From: Jeff King <peff@peff.net>
To: Thomas Bock <bockthom@cs.uni-saarland.de>
Cc: Derrick Stolee <derrickstolee@github.com>,
Junio C Hamano <gitster@pobox.com>,
git@vger.kernel.org
Subject: Re: [PATCH v2 0/3] fixing some parse_commit() timestamp corner cases
Date: Tue, 25 Apr 2023 01:54:42 -0400 [thread overview]
Message-ID: <20230425055442.GA4015600@coredump.intra.peff.net> (raw)
In-Reply-To: <20230425055244.GA4014505@coredump.intra.peff.net>
On Tue, Apr 25, 2023 at 01:52:45AM -0400, Jeff King wrote:
> Here's a v2 of my series.
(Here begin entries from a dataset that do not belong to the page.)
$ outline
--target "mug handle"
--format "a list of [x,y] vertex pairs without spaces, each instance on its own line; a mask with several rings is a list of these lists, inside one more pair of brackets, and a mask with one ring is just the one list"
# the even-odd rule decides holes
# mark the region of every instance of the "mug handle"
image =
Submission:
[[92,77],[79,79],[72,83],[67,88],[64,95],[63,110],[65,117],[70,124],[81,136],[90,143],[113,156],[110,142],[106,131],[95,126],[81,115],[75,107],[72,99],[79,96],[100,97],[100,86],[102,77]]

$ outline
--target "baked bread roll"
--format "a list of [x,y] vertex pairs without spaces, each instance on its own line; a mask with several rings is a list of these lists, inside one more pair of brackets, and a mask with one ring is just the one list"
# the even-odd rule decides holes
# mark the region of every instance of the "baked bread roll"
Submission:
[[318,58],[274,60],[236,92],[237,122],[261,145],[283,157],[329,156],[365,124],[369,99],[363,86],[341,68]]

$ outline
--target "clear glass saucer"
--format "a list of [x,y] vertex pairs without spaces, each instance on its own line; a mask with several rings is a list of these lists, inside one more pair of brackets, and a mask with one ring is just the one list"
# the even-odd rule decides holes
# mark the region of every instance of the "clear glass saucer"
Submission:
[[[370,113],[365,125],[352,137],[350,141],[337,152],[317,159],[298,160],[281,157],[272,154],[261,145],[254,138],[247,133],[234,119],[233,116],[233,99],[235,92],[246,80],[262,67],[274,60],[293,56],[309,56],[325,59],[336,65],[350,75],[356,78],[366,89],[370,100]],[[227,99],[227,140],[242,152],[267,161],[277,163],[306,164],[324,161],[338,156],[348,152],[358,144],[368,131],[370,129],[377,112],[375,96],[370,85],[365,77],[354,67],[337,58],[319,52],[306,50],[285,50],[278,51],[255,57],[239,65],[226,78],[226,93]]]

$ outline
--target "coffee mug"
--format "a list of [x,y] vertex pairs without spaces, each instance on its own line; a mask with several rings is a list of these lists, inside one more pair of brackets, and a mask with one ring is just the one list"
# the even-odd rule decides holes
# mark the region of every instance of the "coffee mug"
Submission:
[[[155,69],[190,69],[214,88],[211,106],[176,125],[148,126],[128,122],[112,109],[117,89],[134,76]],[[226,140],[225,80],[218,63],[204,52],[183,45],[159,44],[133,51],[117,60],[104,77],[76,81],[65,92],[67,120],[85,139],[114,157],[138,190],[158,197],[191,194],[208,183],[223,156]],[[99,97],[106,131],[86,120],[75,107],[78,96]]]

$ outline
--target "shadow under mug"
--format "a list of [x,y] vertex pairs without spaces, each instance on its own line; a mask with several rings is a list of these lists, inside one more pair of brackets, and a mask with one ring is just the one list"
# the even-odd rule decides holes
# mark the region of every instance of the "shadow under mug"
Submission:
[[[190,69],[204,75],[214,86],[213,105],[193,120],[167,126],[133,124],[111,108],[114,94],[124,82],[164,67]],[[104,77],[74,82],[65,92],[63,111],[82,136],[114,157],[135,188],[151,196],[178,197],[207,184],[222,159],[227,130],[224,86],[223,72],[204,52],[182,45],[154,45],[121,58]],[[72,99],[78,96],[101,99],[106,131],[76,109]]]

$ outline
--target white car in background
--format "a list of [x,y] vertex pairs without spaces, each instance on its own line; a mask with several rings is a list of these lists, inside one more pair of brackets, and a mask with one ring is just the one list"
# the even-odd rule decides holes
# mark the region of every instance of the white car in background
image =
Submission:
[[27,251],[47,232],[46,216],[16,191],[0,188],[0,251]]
The behavior should be identical, but I've
> incorporated some comment and small code tweaks based on feedback from
> the first round.
>
> I also added a fourth patch which adds a new comment explaining some of
> the cases that were alluded to in the earlier round's patch 3.
>
> [1/4]: t4212: avoid putting git on left-hand side of pipe
> [2/4]: parse_commit(): parse timestamp from end of line
> [3/4]: parse_commit(): handle broken whitespace-only timestamp
> [4/4]: parse_commit(): describe more date-parsing failure modes
>
> commit.c | 47 +++++++++++++++++++++++++++++++++++-------
> t/t4212-log-corrupt.sh | 39 +++++++++++++++++++++++++++++++++--
> 2 files changed, 76 insertions(+), 10 deletions(-)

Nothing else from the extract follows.